Many small and medium businesses don’t have the luxury of big data. They need the tools to generate rational and informed insight from small data sets. Unless these small volumes can be exploited there is a risk that AI will fail to deliver on its promise
The Stack recently spoke Dario Garcia-Gasulla, senior researcher of the High Performance Artificial Intelligence research group at Barcelona Supercomputing Center, to explore why the AI and Big Data partnership is just scratching the surface.
Why big data is just the tip of the iceberg
Thanks to exponential improvements in computational power, storage, and the host of sensing devices available on the cheap, we have never had so much data at our disposal. Whether signals from sensors in smartphones and industrial equipment, photos and videos snapped from our mobile cameras, or the data deluge from social media, data is big and it’s getting bigger.

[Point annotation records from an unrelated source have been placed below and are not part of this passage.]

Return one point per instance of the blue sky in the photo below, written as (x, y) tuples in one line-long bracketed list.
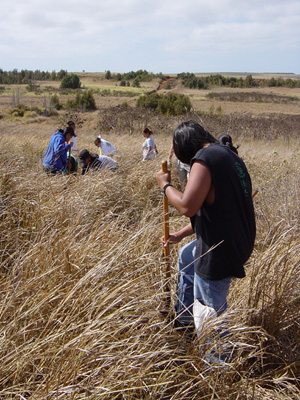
[(168, 36)]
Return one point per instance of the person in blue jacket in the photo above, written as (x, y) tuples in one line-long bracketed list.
[(56, 160)]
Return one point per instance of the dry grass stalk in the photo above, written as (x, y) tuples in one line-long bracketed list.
[(82, 275)]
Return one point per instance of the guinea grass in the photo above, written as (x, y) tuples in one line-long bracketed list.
[(84, 312)]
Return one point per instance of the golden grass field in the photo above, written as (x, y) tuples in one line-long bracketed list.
[(83, 306)]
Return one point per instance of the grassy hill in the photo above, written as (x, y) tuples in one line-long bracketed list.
[(84, 308)]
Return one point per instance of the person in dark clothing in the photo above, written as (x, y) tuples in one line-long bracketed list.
[(227, 141), (218, 200)]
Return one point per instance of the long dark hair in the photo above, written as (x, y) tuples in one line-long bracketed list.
[(226, 140), (190, 137)]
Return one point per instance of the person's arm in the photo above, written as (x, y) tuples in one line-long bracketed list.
[(198, 189), (178, 236)]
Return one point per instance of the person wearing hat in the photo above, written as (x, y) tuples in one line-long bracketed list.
[(105, 147), (73, 140), (55, 159), (91, 161)]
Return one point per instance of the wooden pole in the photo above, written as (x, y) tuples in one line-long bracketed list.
[(164, 167)]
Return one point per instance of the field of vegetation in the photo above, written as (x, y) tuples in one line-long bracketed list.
[(84, 310)]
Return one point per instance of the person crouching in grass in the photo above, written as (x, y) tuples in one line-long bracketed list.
[(91, 161), (56, 159)]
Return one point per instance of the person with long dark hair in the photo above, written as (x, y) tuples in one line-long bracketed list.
[(218, 200), (149, 147)]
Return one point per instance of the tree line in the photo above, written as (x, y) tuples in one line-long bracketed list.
[(26, 76), (190, 80)]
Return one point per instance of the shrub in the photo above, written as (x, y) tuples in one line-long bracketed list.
[(136, 82), (169, 104), (55, 102), (84, 102), (71, 81)]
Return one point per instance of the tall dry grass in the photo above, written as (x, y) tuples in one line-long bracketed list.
[(84, 312)]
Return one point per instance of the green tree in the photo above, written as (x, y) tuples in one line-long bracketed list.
[(70, 81)]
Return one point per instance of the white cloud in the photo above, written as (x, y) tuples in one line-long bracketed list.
[(135, 34)]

IBM famously estimated that 90% of all the digital data in the world was created within the last two years. That prediction is itself five years old. To all those involved in the artificial intelligence and particularly machine learning – the subset of artificial intelligence that examines and compares large data sets to find common patterns – the big data age is a cause celebre. Data is used to test and refine algorithms, which generate yet more data to test and refine, and so on in a virtuous cycle.
Feed in a torrent of images of benign and dangerous skin legions, and with some testing, you can develop AI that is near-perfect at detecting skin cancer. So perfect that it outperforms dermatologists at staggering rates. By the time an application is achieving these results, it could have digested tens of millions of images.
Good things come in small packages
But, from start to finish this can mean a lengthy, difficult, and expensive process. For starters, data has to be sourced, scrubbed, and seasoned to make it palatable to machine learning algorithms. After rounds and rounds of testing, these expensive projects can often fail to deliver results. Many researchers simply lack the time and money to source data. It may seem hard to believe, but biologists working at the cellular level have to outline the borders and structure of cells by hand.